All [Unix like systems](https://en.wikipedia.org/wiki/Unix) with either [X11](https://en.wikipedia.org/wiki/X_Window_System) or [Wayland](https://en.wikipedia.org/wiki/Wayland_(protocol)) are well supported since ever.
Over the years it was, like most of the [KDE applications](https://apps.kde.org/), ported to various [BSD](https://en.wikipedia.org/wiki/Berkeley_Software_Distribution) variants.
Be it some mainstream Linux distribution like [Fedora](https://fedoraproject.org/) or a niche one like [NixOS](http://nixos.org), Kate is available as binary package.
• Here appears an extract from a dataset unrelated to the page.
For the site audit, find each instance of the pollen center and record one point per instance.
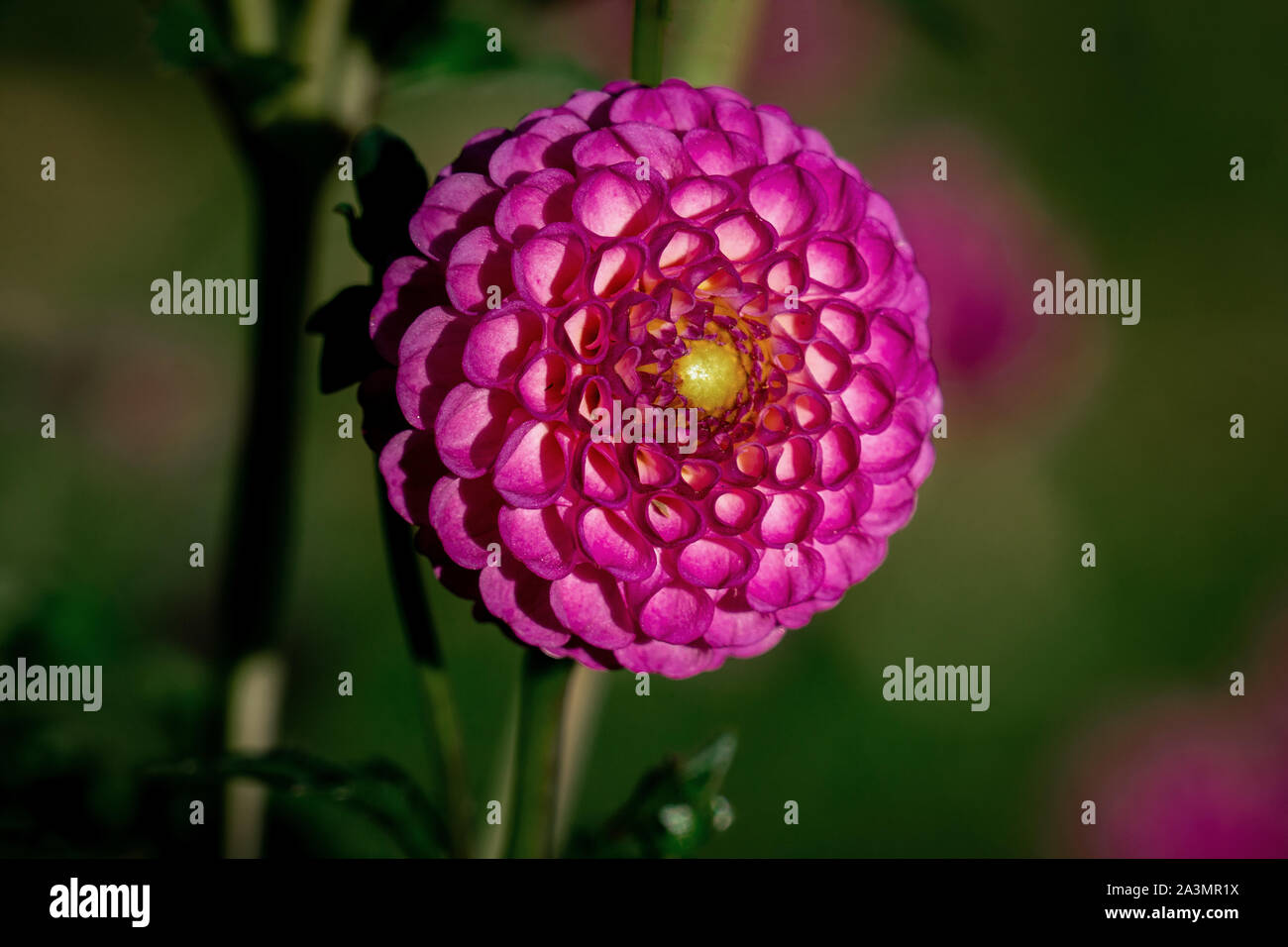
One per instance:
(711, 376)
Since several years there are activities in the KDE community to provide our libraries and applications for [Windows](https://en.wikipedia.org/wiki/Microsoft_Windows).
Even if that is a non-free platform, we can reach out to new users and developers that might later be then even interested to switch a full open platform.
We have Kate and some other applications in the official [Windows Store](https://apps.microsoft.com/search/publisher?name=KDE+e.V.) and nightly build for more of them.
With reasonable effort you can develop Kate on Windows with [Craft](https://community.kde.org/Get_Involved/development/Windows).
We have nighly build available for that and you can, like on Windows, develop Kate with the help of [Craft](https://community.kde.org/Get_Involved/development/Mac).
Same as for Windows, if you like to try that, use the nighly installer for either ARM or Intel Macs linked on the [Kate website](https://kate-editor.org/get-it/).
One recent topic that needs love is the removal of DBus for Windows/macOS/Android and other systems that don't use that normally.
If you are up to help with that, [here](https://invent.kde.org/packaging/craft-blueprints-kde/-/issues/17) that is coordinated.
Just don't get that wrong, DBus is great on the Linux or BSD systems that use it natively, but it is a pain on systems that have no notion of DBus and leads there to hangs or the spawning of unwanted processes.